Covid Up, Inflation Up, Another Supreme Court Step Toward Overturning Roe, and a Flash Flood State of Emergency in NYC Headline Today’s News

September 2, 2021

U.S. deaths from Covid topped 1,400 on Wednesday, which constitutes a 75% jump from two weeks earlier.

Producer prices in the euro area leaped 2.3% on month in July, the most since early 1995. Powered by a 28.9% increase in energy, the 12-month PPI increase swelled to 12.1%, most in almost four decades. Swiss consumer price inflation advanced another 0.2 percentage points to a 33-month high of 0.9% in August, and a 0.6% increase of South Korean consumer prices last month was twice as much as expected. PPI inflation in Hungary accelerated 3.2 percentage points to 14.8% in August, most since 2001. New Zealand import and export prices respectively leaped 4.8% and 8.3% on quarter in 2Q 2021.

In a controversial U.S. culture war development that is likely to fracture U.S. domestic tranquility further, a near-complete ban on abortions in Texas was not overturned by the Supreme Court.

A flash flood emergency in NYC, one of the world’s financial capitols, has been declared after record-setting rainfall. The previous record had occurred just 9 days earlier.

The weighted DXY dollar index is less than 0.1% softer. The U.S. currency dropped 0.3% against sterling and 0.1% versus the yen but rose 0.2% against the Swiss franc and 0.1% relative to the Japanese yen. The Aussie and New Zealand dollars are 0.4-0.5% firmer.

The 10-year U.S. Treasury yield is steady at 1.30%, while counterparts in Europe have slipped modestly.

Today’s most notable financial market development is a 2.5% advance in the price of WTI oil. U.S. share prices are modestly higher.

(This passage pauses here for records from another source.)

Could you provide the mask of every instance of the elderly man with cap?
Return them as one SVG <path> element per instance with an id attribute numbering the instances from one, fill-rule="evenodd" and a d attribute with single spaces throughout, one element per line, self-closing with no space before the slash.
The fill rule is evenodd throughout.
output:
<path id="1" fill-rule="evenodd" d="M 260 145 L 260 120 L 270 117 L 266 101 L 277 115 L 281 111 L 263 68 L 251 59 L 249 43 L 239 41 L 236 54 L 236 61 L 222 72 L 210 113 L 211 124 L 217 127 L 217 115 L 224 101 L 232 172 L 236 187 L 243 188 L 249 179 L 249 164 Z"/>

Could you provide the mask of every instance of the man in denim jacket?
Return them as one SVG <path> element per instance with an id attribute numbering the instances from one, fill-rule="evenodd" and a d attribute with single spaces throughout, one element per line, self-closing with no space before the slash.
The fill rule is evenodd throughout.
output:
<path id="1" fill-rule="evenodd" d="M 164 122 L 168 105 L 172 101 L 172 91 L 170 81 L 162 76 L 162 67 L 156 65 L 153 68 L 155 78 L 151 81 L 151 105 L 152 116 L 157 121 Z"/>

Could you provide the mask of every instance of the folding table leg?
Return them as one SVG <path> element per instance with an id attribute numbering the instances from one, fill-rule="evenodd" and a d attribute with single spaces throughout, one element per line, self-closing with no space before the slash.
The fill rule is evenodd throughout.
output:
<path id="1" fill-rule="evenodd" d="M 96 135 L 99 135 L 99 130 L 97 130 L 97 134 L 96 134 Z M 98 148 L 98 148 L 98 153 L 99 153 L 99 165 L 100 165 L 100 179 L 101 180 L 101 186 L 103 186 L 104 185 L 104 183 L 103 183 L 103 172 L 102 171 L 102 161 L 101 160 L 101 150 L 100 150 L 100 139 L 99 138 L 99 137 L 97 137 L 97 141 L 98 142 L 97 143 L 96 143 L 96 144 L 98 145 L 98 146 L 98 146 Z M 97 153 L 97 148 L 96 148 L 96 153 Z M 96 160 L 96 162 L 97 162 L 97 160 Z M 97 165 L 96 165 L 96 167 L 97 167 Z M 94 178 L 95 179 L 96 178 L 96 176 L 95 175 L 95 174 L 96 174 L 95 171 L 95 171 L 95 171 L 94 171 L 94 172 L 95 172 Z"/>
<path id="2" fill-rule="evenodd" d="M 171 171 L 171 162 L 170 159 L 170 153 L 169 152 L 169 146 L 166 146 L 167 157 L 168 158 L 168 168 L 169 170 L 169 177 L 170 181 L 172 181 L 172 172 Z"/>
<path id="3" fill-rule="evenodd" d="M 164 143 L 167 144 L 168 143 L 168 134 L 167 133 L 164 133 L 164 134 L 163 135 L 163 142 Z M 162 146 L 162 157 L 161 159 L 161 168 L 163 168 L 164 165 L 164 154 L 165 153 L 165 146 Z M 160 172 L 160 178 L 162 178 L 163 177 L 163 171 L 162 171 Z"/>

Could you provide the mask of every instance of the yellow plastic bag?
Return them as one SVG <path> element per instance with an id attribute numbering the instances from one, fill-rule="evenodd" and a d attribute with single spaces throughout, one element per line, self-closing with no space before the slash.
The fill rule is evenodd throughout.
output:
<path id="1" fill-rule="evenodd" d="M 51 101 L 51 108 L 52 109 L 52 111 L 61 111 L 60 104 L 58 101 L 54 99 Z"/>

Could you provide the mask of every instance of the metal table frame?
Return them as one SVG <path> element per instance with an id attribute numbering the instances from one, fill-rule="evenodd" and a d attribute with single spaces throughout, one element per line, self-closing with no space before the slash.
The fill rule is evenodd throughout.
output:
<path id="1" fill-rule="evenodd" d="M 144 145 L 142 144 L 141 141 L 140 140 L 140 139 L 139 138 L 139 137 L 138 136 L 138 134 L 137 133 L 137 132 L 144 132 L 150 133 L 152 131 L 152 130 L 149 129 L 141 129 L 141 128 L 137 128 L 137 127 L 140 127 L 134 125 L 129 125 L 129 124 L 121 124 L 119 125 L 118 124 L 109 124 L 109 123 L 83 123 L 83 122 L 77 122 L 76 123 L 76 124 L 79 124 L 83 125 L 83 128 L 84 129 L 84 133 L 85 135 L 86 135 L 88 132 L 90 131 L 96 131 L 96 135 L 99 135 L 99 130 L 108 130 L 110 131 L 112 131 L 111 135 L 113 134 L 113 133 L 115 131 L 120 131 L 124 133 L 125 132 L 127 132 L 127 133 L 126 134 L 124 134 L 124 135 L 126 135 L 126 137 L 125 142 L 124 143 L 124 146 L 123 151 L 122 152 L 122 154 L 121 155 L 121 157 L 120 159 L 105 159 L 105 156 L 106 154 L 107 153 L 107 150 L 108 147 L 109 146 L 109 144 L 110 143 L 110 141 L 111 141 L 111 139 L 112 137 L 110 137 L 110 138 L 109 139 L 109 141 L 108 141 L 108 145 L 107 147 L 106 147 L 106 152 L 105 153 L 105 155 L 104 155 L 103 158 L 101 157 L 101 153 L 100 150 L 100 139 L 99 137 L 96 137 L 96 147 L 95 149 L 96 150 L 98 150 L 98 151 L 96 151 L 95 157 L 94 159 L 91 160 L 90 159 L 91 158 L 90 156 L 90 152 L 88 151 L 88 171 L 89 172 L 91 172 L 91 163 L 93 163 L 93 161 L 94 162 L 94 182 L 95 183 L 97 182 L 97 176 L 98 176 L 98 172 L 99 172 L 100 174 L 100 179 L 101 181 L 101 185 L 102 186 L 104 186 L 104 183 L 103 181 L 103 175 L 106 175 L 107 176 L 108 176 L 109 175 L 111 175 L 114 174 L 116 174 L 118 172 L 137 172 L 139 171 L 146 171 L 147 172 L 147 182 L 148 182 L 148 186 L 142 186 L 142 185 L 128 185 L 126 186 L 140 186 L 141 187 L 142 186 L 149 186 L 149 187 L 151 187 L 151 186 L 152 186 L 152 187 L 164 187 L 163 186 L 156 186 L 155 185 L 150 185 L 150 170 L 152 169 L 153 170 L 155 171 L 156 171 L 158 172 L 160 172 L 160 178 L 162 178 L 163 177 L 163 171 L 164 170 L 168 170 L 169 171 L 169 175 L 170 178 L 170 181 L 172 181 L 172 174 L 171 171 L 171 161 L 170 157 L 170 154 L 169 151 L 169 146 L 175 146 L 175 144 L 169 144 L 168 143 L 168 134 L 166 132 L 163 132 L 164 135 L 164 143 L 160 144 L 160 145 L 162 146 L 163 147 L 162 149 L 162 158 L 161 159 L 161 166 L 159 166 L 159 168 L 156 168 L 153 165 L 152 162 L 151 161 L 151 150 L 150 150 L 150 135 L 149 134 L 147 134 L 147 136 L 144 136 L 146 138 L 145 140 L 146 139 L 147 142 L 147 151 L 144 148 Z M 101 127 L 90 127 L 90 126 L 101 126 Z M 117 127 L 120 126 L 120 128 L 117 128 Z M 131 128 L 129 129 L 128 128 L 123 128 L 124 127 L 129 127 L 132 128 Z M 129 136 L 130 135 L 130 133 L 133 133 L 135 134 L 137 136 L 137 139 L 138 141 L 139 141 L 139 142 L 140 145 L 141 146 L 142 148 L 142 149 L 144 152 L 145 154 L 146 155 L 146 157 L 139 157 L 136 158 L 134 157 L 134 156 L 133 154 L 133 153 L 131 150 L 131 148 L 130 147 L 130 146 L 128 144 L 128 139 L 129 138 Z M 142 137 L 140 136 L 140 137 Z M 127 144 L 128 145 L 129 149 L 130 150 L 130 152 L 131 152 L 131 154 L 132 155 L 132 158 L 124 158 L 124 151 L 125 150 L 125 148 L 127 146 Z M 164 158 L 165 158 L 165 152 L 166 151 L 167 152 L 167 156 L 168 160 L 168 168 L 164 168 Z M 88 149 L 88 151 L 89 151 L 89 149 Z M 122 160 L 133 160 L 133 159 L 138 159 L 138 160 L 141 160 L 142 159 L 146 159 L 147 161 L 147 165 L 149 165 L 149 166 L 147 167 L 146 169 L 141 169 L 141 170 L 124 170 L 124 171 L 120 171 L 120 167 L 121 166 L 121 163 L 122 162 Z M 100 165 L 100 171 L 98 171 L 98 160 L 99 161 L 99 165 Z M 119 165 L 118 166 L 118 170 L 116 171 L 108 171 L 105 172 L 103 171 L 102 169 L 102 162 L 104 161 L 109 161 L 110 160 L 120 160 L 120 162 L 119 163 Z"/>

Japan’s Nikkei closed up 0.3%, but the German Dax and British Ftse currently show no net movement.

Several U.S. economic indicators were released:

  • Factory orders rose 0.4% on month in July, down from advances of 1.5% in June and 2.3% in May.
  • The goods and services trade deficit narrowed to a 2-month low of $70.05 billion in July, but the year-to-date deficit of $484.6 billion was 37% wider than a year earlier.
  • U.S. labor productivity growth last quarter was revised down 0.2 percentage points to 2.1% and was also 1.8% greater than in 2Q 2020. Quarterly growth in unit labor costs got revised up 0.3 percentage points to 1.3% and is now associated with a 0.2% on-year uptick.
  • There were 340k new jobless insurance claims last week, 14k less than in the week to August 21st and the smallest weekly number since March 2020.

Canada’s trade surplus in July of only C$ 778 million was about half the size that analysts anticipated and down from C$ 2.56 billion in June. Imports surged 4.2% on month, dwarfing a 0.6% rise in exports. Canadian building permits slumped 3.9% in July but were 21.8% greater than in the year-earlier month.

Industrial production in Brazil dropped 1.3% in July, a much larger monthly slide than forecast and the fourth contraction in six months. An on-year advance of 1.2% was the smallest rise in five months.

India’s trade deficit widened from $8.2 billion in August 2020 to 13.87 billion last month.

Australia’s trade surplus in July of A$ 12.12 billion was the most ever and lifted the year-to-date surplus to A$ 66.34 billion, 50% greater than in January-July of 2020.

Swiss GDP growth of 0.8% in 2Q 2021 was just half as much as in 1Q, but a record 7.7% on-year growth occurred against the pandemic-stricken second quarter of 2020.

Growth¬† in Japan’s monetary base slowed to 14.9% year on year in August from 15.4% in July but still exceeded 9.1% in the second quarter.

Consumer confidence  in Mexico weakened to a 4-month low in August.